そして、「リクエストコーナー」終了後、再びメインステージへ戻るのだが、その際も会場を盛り上げるパフォーマンスを平井堅はしっかりと用意していた。クリスマス・ソングの大定番、松任谷由実の「 恋人がサンタクロース」 のサビ部分を歌いながらフロアを歩いて行ったのである。ところがメインステージへ戻ると演奏はそのまま、「 恋人がサンタクロース」でなく、「君の好きなとこ」 がメドレーのように始まるという意外かつユニークな展開が待っていた。
カメラマン:上飯坂一、山谷佑介
カメラマン:上飯坂一、山谷佑介
それ以降は「LOVE OR LUST」「KISS OF LIFE」「Love Love Love」と、人気の定番曲が続いたわけだが、後半は、 何が飛び出すのかわからないリクエストコーナーで歌われたものを除くと、すべてがラブソングだった。いうまでもなく、クリスマスを意識したセットリストで、『Ken’ s Bar』はアコースティックというスタイルはいつも同じだが、 開催時期や場所によって選曲、演出が変わるライブでもある。だから最後もロマンチックに終わると思いきや、「ノンフィクション」。この曲を歌う前に平井堅は、「長く歌わせて いただいておりますが、もうダメだと思ったりまだイケると思ったり、倒れては起き上がる繰り返し。でも、せっかく小さい頃の夢だった歌手になれたので、 自分に伸びしろがあると信じ、僕自身が平井堅という歌手を育てながら、もっと進化した平井堅をみなさんに見せられるようがんばっていきます」といった。

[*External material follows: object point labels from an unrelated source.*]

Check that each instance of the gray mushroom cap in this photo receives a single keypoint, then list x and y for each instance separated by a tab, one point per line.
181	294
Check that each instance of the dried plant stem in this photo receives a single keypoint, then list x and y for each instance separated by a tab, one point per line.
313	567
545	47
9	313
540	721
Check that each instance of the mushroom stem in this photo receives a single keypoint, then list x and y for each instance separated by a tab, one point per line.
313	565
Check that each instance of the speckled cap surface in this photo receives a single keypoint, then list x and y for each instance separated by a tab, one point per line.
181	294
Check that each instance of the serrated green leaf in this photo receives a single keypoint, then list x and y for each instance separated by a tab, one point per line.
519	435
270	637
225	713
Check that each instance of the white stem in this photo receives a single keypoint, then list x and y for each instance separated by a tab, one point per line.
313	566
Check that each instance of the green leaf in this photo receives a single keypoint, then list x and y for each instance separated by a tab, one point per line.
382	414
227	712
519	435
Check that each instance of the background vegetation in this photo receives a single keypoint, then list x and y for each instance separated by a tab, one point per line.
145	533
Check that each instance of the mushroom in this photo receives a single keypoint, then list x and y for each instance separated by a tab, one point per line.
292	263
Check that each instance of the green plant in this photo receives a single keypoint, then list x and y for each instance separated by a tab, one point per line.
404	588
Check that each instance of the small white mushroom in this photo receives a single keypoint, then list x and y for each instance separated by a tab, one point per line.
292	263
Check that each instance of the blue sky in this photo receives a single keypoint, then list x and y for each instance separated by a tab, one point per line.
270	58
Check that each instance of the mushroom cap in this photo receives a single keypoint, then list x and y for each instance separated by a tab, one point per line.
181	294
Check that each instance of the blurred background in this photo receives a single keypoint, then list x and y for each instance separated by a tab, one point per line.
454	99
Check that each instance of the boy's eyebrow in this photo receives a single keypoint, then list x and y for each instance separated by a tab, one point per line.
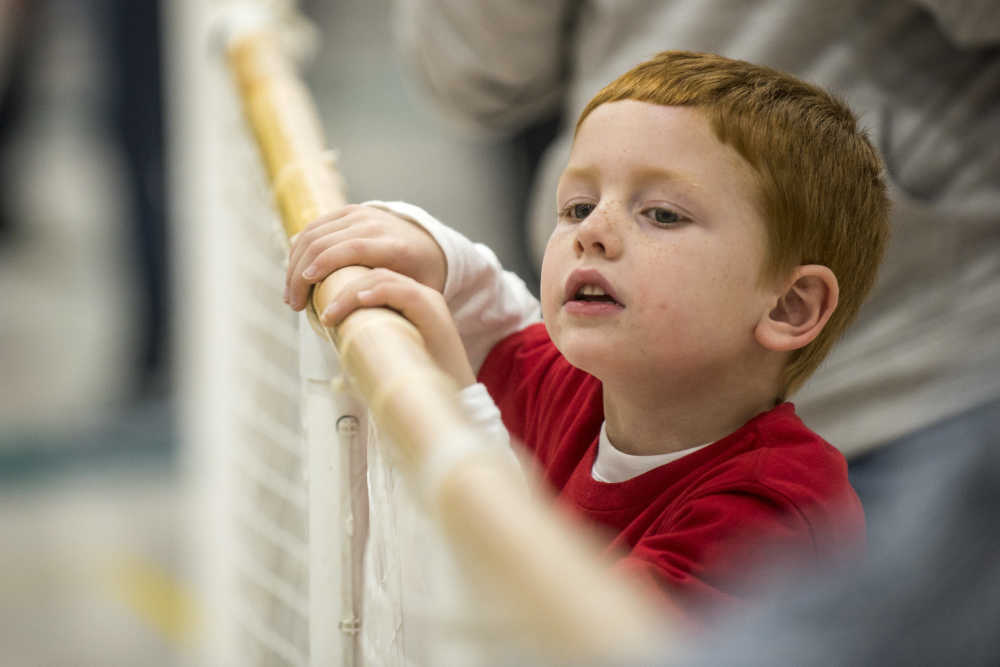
646	173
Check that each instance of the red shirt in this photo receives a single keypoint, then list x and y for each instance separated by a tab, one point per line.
698	527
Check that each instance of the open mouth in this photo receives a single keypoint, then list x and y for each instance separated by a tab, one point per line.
593	294
588	291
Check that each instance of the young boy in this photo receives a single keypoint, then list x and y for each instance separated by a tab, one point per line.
719	225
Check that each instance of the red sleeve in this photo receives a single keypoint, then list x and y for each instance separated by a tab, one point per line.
716	549
737	539
544	401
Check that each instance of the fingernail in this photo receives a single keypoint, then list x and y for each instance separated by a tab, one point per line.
328	313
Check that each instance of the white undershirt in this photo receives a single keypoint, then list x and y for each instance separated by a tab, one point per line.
613	465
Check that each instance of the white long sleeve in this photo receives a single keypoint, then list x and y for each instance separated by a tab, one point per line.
487	303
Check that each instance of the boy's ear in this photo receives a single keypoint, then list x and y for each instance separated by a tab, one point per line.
801	311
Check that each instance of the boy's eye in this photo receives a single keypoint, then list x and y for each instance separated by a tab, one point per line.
664	216
578	211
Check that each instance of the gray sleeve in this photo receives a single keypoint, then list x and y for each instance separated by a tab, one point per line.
492	66
968	23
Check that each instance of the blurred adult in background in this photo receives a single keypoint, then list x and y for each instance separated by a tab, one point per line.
924	76
81	215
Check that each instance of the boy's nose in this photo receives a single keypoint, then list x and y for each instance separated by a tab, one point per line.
598	234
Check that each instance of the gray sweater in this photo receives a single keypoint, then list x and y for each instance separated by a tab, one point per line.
924	76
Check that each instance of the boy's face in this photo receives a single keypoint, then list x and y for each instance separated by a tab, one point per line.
653	270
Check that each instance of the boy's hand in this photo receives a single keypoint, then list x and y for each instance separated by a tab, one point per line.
423	306
361	236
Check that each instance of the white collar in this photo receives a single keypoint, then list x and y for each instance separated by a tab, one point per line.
613	465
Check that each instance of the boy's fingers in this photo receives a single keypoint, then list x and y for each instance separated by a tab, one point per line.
339	250
307	238
378	288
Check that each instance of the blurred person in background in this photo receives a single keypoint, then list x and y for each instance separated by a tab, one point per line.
912	393
82	315
924	76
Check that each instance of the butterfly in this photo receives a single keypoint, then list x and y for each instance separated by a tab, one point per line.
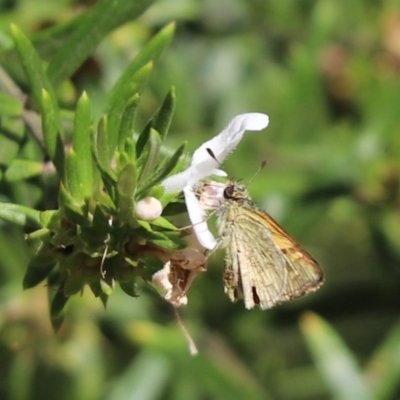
264	265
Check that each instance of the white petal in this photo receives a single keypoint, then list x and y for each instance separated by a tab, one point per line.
196	215
210	155
224	143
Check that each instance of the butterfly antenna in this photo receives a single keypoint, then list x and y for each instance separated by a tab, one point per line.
260	168
192	345
211	153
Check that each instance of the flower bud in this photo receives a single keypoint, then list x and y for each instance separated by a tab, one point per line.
148	208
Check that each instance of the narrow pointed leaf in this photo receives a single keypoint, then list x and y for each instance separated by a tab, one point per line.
82	145
148	159
57	308
133	86
126	186
126	129
162	119
33	67
51	132
9	106
151	52
164	169
23	169
86	36
73	176
20	215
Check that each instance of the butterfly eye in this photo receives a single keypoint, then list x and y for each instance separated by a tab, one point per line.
228	192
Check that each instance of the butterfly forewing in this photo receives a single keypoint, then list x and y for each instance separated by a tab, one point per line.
264	265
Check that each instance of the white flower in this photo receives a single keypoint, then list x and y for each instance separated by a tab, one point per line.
148	208
206	161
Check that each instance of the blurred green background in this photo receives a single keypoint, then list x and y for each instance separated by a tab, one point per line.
328	75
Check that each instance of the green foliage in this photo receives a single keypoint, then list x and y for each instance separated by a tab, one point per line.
94	233
85	109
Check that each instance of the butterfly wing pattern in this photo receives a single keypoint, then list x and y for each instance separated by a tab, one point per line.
264	265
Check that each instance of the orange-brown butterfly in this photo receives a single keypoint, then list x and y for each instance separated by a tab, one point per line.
264	265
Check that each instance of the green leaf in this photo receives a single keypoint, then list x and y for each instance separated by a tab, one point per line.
127	93
150	53
149	157
92	28
334	360
106	287
51	132
82	145
126	186
23	169
33	67
20	215
73	210
38	270
127	129
10	143
162	119
101	151
162	171
9	106
57	307
73	178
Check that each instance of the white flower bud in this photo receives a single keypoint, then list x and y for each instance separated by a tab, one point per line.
148	208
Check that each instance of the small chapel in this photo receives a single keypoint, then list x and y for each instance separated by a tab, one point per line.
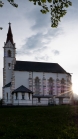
33	83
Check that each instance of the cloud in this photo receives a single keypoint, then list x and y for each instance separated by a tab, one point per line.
55	52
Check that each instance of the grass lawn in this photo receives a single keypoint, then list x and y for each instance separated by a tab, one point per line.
55	122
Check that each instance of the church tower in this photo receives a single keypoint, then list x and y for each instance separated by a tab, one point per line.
9	57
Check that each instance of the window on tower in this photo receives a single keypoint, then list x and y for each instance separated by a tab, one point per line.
9	53
37	85
9	65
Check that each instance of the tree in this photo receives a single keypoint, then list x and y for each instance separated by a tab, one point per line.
57	8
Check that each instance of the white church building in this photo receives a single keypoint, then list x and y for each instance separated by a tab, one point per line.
33	83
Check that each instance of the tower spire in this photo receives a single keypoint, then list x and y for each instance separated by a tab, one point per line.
9	34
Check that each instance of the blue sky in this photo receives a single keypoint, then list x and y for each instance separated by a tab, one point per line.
37	41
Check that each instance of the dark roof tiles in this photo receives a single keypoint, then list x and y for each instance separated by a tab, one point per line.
38	67
22	89
7	85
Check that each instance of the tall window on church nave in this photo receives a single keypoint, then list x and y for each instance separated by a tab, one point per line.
63	85
37	85
9	53
50	84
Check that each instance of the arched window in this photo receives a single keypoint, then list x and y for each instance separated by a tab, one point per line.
62	85
37	85
50	86
9	53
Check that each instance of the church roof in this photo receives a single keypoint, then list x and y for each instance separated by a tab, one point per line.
38	67
7	85
9	35
22	89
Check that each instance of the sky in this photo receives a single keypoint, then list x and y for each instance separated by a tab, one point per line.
37	41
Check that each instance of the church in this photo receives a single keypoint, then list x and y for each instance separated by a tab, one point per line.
33	83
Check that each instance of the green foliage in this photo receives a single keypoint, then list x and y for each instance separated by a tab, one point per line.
53	122
57	8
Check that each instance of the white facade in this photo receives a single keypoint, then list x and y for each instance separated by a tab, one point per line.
42	94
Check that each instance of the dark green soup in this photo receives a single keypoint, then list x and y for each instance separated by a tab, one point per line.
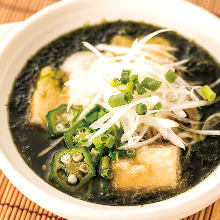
204	156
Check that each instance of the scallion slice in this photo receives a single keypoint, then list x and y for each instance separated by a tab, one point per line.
151	84
130	87
133	78
125	76
208	93
140	89
141	109
170	76
158	106
115	82
116	100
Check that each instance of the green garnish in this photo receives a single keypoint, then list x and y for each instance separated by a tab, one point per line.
133	78
151	84
208	93
140	89
158	106
141	109
120	99
104	168
170	76
106	140
130	87
115	82
125	76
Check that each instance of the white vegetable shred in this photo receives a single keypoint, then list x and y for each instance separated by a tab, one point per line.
90	74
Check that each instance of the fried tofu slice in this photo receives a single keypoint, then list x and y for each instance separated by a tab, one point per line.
162	56
48	94
155	167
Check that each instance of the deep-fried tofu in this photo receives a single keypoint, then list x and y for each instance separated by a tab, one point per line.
153	168
48	95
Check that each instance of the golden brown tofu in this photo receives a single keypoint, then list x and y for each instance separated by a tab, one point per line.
49	94
153	168
164	57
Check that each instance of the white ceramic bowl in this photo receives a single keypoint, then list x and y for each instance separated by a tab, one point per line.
189	20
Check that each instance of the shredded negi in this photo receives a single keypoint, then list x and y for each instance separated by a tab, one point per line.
126	92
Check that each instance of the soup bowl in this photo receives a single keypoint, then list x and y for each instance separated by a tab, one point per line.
40	29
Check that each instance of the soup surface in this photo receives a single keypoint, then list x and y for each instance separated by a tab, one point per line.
153	173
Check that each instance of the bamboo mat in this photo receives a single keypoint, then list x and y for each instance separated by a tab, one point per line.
13	204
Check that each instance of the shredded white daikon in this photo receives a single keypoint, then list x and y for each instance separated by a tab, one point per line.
90	74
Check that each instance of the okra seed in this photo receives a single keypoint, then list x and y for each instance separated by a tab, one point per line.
72	179
84	168
44	167
66	158
59	127
77	157
69	116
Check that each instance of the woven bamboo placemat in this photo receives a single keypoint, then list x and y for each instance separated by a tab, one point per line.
13	204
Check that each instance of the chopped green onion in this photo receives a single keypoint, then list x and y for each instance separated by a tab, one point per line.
114	155
131	153
170	76
158	106
92	117
116	100
141	109
125	76
208	93
128	97
115	82
130	87
101	113
106	140
140	89
104	168
97	141
133	78
151	84
120	99
110	141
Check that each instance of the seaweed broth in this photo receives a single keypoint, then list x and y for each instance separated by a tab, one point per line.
30	140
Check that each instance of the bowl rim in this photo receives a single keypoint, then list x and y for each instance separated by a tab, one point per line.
194	193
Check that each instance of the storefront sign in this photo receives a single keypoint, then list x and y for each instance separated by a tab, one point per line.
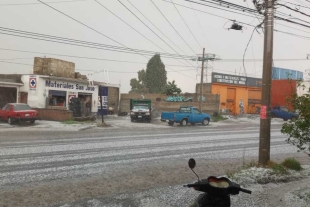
236	80
79	87
32	82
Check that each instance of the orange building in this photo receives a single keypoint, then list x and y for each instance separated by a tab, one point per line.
233	89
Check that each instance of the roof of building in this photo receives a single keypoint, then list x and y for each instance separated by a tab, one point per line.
10	78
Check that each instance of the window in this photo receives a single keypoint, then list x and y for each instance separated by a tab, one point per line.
5	106
21	107
185	110
196	111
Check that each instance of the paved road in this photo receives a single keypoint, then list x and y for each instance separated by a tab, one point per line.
37	159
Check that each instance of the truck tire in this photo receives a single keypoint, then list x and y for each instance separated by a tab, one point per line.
10	121
205	122
183	122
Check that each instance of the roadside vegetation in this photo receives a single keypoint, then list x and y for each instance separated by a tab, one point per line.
267	173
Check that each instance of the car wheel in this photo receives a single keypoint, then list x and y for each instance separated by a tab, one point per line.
171	123
10	121
205	122
183	122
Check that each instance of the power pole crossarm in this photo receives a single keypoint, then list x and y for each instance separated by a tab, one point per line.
265	119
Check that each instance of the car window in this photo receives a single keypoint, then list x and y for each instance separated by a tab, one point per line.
185	110
196	111
21	107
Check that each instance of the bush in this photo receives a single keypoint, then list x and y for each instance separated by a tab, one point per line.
292	164
278	169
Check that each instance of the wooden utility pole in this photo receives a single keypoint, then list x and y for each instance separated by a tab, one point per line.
201	80
100	91
264	135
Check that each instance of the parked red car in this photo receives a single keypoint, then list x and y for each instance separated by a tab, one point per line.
12	112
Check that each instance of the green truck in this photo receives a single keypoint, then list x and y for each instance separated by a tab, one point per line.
140	109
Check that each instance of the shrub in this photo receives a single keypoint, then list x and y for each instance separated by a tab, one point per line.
292	164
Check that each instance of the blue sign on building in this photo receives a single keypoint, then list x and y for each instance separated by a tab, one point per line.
282	73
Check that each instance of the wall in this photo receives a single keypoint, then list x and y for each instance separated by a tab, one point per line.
211	104
301	91
280	90
54	114
206	88
113	98
37	98
240	93
48	66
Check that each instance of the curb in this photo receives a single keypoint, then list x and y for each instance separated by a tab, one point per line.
84	128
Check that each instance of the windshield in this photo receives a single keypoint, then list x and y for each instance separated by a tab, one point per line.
21	107
140	107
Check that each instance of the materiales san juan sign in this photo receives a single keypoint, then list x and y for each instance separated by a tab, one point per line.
236	80
79	87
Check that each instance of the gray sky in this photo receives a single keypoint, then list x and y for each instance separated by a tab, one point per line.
211	35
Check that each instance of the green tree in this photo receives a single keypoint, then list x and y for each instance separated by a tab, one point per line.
138	85
299	131
171	88
156	75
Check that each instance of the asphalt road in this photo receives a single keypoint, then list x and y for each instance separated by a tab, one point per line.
55	168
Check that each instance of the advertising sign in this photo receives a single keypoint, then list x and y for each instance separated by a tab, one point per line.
32	82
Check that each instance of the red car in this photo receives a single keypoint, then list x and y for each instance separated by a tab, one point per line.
12	112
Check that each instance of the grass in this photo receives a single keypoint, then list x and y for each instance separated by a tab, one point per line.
217	118
292	164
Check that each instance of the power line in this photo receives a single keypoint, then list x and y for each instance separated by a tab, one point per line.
173	27
80	69
145	25
156	27
82	57
186	24
50	2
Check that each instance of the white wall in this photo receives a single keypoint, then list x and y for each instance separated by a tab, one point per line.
37	98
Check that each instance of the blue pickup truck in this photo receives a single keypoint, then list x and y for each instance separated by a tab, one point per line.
284	113
185	115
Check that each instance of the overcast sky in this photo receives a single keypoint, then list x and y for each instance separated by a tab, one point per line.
209	30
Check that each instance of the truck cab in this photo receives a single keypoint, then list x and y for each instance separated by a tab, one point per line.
140	110
185	115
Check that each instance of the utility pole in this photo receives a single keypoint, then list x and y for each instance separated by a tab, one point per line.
201	80
264	134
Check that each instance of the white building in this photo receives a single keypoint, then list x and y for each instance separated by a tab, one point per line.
54	92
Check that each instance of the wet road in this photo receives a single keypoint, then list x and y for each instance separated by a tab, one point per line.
36	157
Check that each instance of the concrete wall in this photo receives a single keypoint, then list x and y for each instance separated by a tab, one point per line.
54	114
206	88
211	104
113	98
48	66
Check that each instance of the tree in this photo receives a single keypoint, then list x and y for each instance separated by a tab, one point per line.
156	75
171	88
299	131
138	86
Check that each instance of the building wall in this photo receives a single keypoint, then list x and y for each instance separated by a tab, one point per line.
37	98
281	90
59	68
236	93
113	98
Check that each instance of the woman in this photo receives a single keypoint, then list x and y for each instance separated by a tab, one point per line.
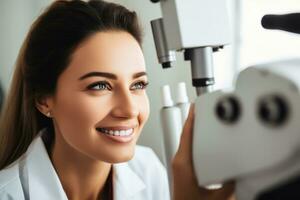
76	107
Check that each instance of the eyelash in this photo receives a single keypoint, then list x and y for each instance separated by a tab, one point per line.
143	85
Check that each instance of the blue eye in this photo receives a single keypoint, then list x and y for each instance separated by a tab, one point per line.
140	85
99	86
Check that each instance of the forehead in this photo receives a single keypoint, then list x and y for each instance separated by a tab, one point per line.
111	51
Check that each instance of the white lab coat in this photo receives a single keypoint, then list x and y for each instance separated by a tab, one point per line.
32	177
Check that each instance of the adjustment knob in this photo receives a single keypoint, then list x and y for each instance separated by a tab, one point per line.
273	110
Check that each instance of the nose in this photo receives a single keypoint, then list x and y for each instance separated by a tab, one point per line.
126	105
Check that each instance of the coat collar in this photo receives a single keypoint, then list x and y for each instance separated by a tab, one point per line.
43	179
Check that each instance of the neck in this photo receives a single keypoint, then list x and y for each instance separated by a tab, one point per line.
82	177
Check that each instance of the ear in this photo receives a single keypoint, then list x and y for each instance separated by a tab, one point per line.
44	105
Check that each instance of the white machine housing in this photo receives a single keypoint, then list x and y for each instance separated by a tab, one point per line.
258	156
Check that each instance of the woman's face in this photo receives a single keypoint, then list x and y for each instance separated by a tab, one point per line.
100	105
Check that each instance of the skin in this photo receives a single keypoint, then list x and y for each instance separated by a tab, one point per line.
81	155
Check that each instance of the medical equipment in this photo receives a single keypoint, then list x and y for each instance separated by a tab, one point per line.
251	133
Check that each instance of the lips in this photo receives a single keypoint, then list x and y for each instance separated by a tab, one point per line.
118	134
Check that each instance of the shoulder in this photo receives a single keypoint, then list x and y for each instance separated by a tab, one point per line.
10	183
148	167
9	175
146	159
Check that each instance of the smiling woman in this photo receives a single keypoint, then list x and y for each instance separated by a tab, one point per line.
76	108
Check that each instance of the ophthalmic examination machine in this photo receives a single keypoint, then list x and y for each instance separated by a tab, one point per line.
250	134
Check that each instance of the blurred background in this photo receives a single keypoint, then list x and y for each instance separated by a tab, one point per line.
250	44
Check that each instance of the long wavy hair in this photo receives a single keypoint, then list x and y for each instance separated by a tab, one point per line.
44	55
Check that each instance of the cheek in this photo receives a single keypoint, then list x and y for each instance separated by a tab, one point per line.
144	109
79	113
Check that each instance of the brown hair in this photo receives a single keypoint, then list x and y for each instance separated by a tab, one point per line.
44	55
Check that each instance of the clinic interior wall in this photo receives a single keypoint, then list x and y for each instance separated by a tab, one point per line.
16	17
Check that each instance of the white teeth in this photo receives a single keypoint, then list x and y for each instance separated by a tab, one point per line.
122	133
117	133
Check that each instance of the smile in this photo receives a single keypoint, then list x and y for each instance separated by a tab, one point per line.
121	133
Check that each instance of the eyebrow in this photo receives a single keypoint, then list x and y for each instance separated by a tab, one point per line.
109	75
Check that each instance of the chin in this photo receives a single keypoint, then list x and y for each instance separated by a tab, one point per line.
119	157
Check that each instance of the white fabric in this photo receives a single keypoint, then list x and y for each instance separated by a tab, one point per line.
32	177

「ノンフィクション」は人生の苦難をシリアスに歌うことで、生きることの尊さや喜びを浮かび上がらせる曲でもある。昨年発表し、ロングセールスを記録した「ノンフィクション」 は平井堅の新しい代表曲となったが、同時に、現在の平井堅のテーマ曲でもあるといっていいかもしれない。
アンコール。客席のあるフロアから登場してファンを驚かせると、平井堅が向かったのは会場中央のサブステージ。グランドピアノが用意されている。1曲目の「かわいそうだよね」同様、自身の弾き語りによって歌われたのは、11月にリリースされた最新シングル「half of me」。2009年夏の『Ken’ s Bar』で初めて披露され、しばしこのコンセプト・ ライブで歌われてきたバラード、つまりはライブでのみ届けられてきた曲で、今年の開店20周年を機に、ついにリリースされたというわけである。『Ken’ s Bar』のテーマ曲「even if」に登場するカップルの10年後をせつなく描き、そして静かに歌われる「half of me」を終えると、平井堅はメインステージへ戻り、両手を大きく振り、深々と頭を下げ、マイクを通さず地声で「すばらしい一日をありがとう! 来年もよろしく! ありがとうございました!」と叫び、2018年のスペシャル・イヤーを締め括った。
カメラマン:上飯坂一、山谷佑介
カメラマン:上飯坂一、山谷佑介
しかし、ステージから平井堅自身から発表があったように、『Ken’ s Bar』開店20周年のスペシャルは来年も続いていく。4月12日(金)、13日(土)の大阪府・ 大阪城ホールを皮切りに、4月21日(土)に平井堅の地元である三重県・三重県営サンアリーナ、5月6日(月・祝)に徳島県・ アスティとくしま、そして5月21日(火)、22日(水)の東京都・ 日本武道館でファイナルを迎える全4ヵ所計6公演のアリーナ・ ツアー『Ken’ s Bar 20th Anniversary Special !! vol.4』が開催される。地元三重県営サンアリーナでの開催は約9年ぶりとなる。
また、今回の12月24日の横浜アリーナ公演は『平井堅 Ken's Bar 20th Anniversary Special !! in 横浜アリーナ』と題し、WOWOWにて全曲ノーカットで放映されることも決定済みだ。オンエアは2019年2月11日(月・祝)となっているので、どちらも楽しみにしよう。